The somewhat unique point made by this ruling, though, is its finding that the occupation at issue is viewed from the perspective of what the insured was doing prior to the date of the disabling accident or illness and not necessarily the occupation being performed on the date of application for disability benefits. The 7th Circuit has also written on this point. In Winter v. Minnesota Life Insur.Co., 199 F.3d 399 (7th Cir. 1999), the court held that the insurer must consider the insured occupation as it was performed prior to the onset of a condition even though efforts were made to continue working. In Winter, the insured was a commodity trader who developed a vocal impairment that prevented him from working in an open outcry trading environment. Although he attempted to trade electronically, he was unsuccessful; and the court examined his disability from the perspective of whether Winter could work as an open outcry trader.

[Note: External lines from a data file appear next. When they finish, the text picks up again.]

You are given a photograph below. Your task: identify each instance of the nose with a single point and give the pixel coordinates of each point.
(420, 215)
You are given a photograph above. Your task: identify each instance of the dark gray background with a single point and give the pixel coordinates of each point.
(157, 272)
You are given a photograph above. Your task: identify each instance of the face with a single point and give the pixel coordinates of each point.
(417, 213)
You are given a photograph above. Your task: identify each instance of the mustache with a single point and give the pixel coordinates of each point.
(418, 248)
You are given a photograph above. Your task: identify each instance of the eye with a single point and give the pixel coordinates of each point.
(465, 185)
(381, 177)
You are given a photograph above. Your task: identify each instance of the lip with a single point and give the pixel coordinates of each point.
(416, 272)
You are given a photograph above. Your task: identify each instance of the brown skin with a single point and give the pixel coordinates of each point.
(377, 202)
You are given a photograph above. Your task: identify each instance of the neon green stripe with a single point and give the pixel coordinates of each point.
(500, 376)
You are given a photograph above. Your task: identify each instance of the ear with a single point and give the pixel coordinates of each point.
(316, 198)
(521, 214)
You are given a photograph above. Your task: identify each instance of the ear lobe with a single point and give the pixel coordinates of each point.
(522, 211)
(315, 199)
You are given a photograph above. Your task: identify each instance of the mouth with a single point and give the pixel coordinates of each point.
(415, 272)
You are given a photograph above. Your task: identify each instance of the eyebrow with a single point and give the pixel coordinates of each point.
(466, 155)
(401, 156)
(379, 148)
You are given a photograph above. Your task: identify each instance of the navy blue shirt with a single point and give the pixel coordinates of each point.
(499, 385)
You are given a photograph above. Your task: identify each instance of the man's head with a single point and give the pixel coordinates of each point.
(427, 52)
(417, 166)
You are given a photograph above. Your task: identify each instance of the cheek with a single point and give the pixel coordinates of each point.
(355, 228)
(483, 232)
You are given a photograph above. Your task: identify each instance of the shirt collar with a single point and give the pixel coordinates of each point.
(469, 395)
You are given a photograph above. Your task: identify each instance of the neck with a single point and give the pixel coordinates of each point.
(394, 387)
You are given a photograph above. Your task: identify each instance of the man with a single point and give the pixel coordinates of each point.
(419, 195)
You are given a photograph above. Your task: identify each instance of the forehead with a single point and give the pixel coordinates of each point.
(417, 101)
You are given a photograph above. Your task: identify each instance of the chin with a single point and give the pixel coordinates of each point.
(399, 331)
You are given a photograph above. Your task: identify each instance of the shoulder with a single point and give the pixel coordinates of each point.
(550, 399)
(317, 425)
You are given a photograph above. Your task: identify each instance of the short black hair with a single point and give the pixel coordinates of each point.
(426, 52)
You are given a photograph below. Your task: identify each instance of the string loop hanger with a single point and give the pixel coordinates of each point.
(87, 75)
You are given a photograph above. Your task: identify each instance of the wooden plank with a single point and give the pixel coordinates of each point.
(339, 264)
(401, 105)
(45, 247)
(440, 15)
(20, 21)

Likewise, a district court in New York ruled that if the insured is temporarily working at a light duty job, it is also improper to consider the temporary position as the insured's occupation according to Peterson v. Continental Casualty Corp., 77 F.Supp.2d 420 (S.D.N.Y. 1999); rev'd in part 282 F.3d 112 (2d Cir. 2002). However, in Blickenstaff v. R.R.Donnelley & Sons Co. Short Term Disability Plan, 378 F.3d 669 (7th Cir. 2004), the court ruled the plaintiff's ability to perform her regular job with accommodations under which she had been performing her occupation precluded an award of disability benefits.